Scheduled Residual Polarization Residual Architecture

1. Design Goals

When a polarization residual is injected into the correlation volume, using a static residual (with a fixed residual strength throughout the GRU iterations):

corr_enhanced = corr + pol_residual(pol_corr)

causes the problem of “injecting polarization at the wrong time with the wrong strength”:

Iteration	Problem
Early	Stereo is still aligning coarse geometry, adding the pol residual directly = amplifying early noise
Late	RAFT has entered refinement, the pol residual is no longer “more important”, just “equally important”

In other words, a fixed-strength residual makes pol merely a distractor throughout the entire process, rather than a refinement tool.

The design goal of this architecture is: let the residual strength grow with GRU iterations, so that pol takes effect at the “correct moment” — barely intervening early on to protect stereo geometry, and only being fully injected later as a refinement prior.

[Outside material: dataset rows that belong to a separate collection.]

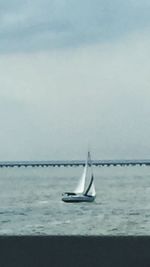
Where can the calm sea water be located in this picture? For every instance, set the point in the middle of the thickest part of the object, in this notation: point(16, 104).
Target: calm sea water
point(30, 202)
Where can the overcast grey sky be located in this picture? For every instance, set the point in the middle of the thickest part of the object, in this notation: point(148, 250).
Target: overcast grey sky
point(74, 73)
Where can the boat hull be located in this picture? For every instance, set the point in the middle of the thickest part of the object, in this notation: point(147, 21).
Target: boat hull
point(71, 199)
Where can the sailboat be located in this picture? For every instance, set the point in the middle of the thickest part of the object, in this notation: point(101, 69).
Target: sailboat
point(80, 194)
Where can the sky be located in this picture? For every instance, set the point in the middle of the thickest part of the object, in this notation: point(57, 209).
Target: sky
point(74, 74)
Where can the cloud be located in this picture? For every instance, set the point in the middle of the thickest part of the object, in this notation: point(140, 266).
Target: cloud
point(43, 24)
point(53, 103)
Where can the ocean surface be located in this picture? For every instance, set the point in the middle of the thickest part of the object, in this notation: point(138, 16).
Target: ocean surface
point(30, 202)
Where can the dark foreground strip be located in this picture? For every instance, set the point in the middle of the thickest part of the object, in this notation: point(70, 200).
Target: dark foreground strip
point(66, 251)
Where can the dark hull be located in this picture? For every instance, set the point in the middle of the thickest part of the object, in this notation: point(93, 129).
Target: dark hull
point(76, 199)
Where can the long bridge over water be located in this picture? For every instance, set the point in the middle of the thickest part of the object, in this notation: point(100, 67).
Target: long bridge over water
point(74, 163)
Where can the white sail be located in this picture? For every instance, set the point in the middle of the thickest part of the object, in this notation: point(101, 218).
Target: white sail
point(80, 187)
point(92, 191)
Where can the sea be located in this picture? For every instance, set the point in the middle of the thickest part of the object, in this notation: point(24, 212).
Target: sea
point(30, 202)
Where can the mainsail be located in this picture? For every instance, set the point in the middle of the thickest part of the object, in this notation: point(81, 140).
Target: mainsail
point(80, 187)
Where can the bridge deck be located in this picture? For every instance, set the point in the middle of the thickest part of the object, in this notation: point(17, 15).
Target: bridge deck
point(71, 163)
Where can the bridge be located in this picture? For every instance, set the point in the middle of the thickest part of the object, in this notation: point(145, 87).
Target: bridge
point(74, 163)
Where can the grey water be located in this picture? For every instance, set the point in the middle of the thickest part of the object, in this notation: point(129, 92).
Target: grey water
point(30, 202)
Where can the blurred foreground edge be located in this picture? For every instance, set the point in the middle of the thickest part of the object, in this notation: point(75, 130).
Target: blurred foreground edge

2. Architecture Mechanism: Scheduled Residual

The core mechanism is to replace the fixed residual with an “iteration-scheduled” residual:

# Scheduled Residual
alpha = i / max(iters - 1, 1)  # 0 → 1
corr_enhanced = corr + alpha * self.pol_residual(pol_corr)

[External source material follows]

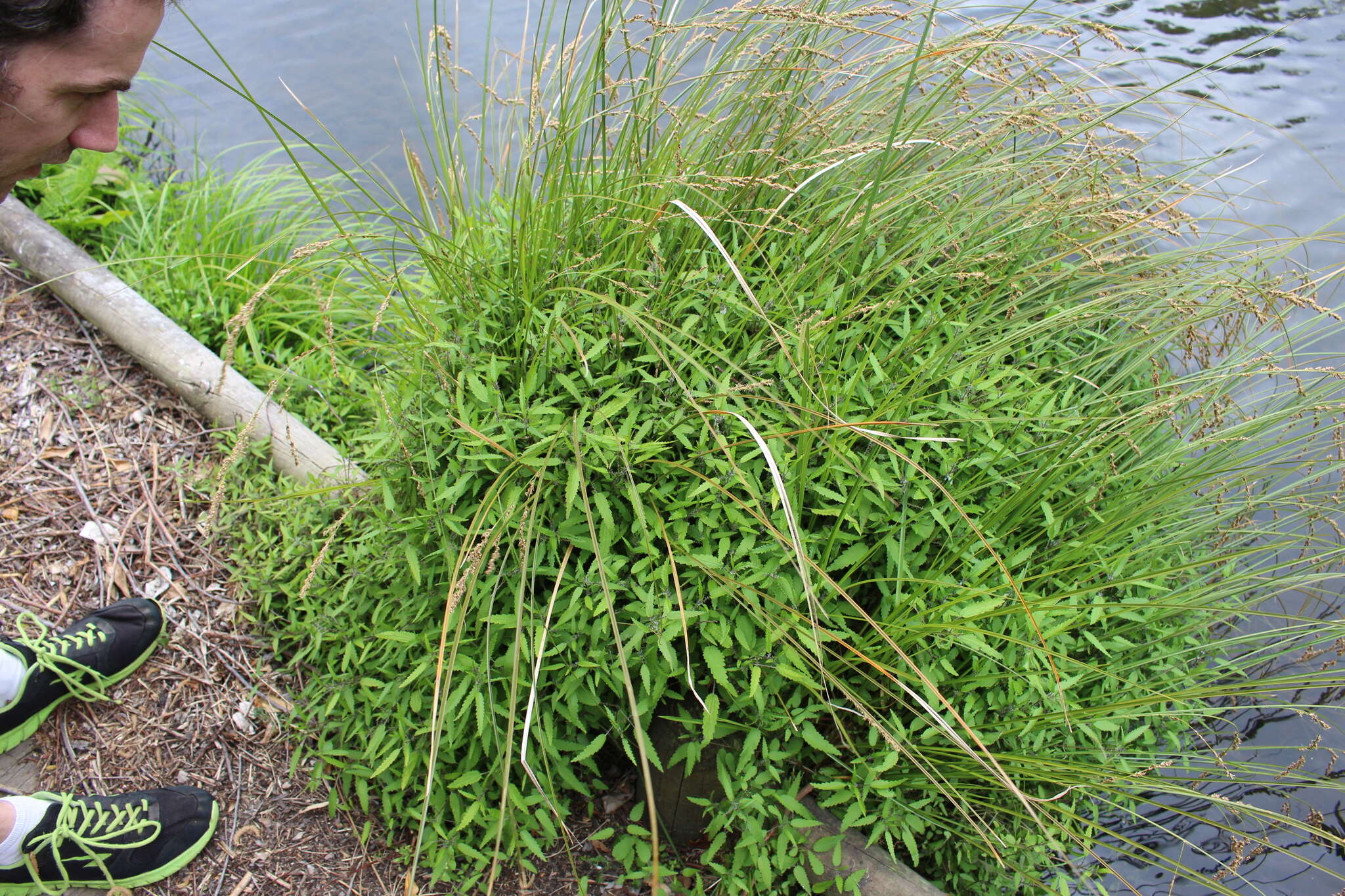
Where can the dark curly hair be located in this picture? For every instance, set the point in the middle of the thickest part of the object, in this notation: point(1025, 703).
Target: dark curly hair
point(24, 20)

where i is the current GRU iteration index and iters is the total number of iterations (e.g. 24). alpha is 0 at the first iteration and 1 at the last, growing linearly.

The PolCorrResidual module consists of three convolutional layers plus a learnable scale, with the last layer initialized to 0, outputting the scaled residual Δcorr.

3. Three-Phase α Schedule Philosophy

The α schedule performs three things at once in a single formula:

Phase	α Value	Role	Description
Early	α ≈ 0	Protect stereo geometry	Equivalent to plain RAFT-Stereo; pretrained stereo is not disrupted by polarization
Mid	α gradually grows	Pol becomes auxiliary evidence	Stereo already has a reasonable disparity; pol only nudges (boundaries, specular)
Late	α → 1	Pol = refinement prior	RAFT itself is doing small corrections; pol’s scale/semantic/timing all match

Summary of design philosophy: the α schedule turns pol from a “distractor throughout the process” into a “refinement tool at the right moment”.

Early phase: the stereo backbone is still aligning coarse geometry. With α≈0 the model behaves equivalently to plain RAFT-Stereo, avoiding amplification of early noise by the pol residual.
Mid phase: stereo has obtained a reasonable disparity. α gradually increases, and pol serves as auxiliary evidence performing small nudging on boundary and specular regions.
Late phase: RAFT itself is only doing small corrections, so α → 1, and pol’s strength (scale), semantics (semantic), and timing all match the refinement need exactly.

4. Data Flow

Scheduled Residual data flow

The key point is that alpha is a function of iteration, recomputed at every iteration, so early iterations inject almost no pol while late iterations inject it fully.

5. Components and Modules

5.1 PolCorrResidual

class PolCorrResidual(nn.Module):
    def __init__(self, pol_dim, corr_dim, hidden_dim=64, init_scale=0.1):
        self.net = nn.Sequential(
            nn.Conv2d(pol_dim, hidden_dim, 3, padding=1),
            nn.ReLU(),
            nn.Conv2d(hidden_dim, hidden_dim, 3, padding=1),
            nn.ReLU(),
            nn.Conv2d(hidden_dim, corr_dim, 1),  # project to corr dimension
        )
        self.scale = nn.Parameter(torch.tensor(init_scale))
        # Initialize the last layer to 0 → initial Δcorr ≈ 0
        nn.init.zeros_(self.net[-1].weight)
        nn.init.zeros_(self.net[-1].bias)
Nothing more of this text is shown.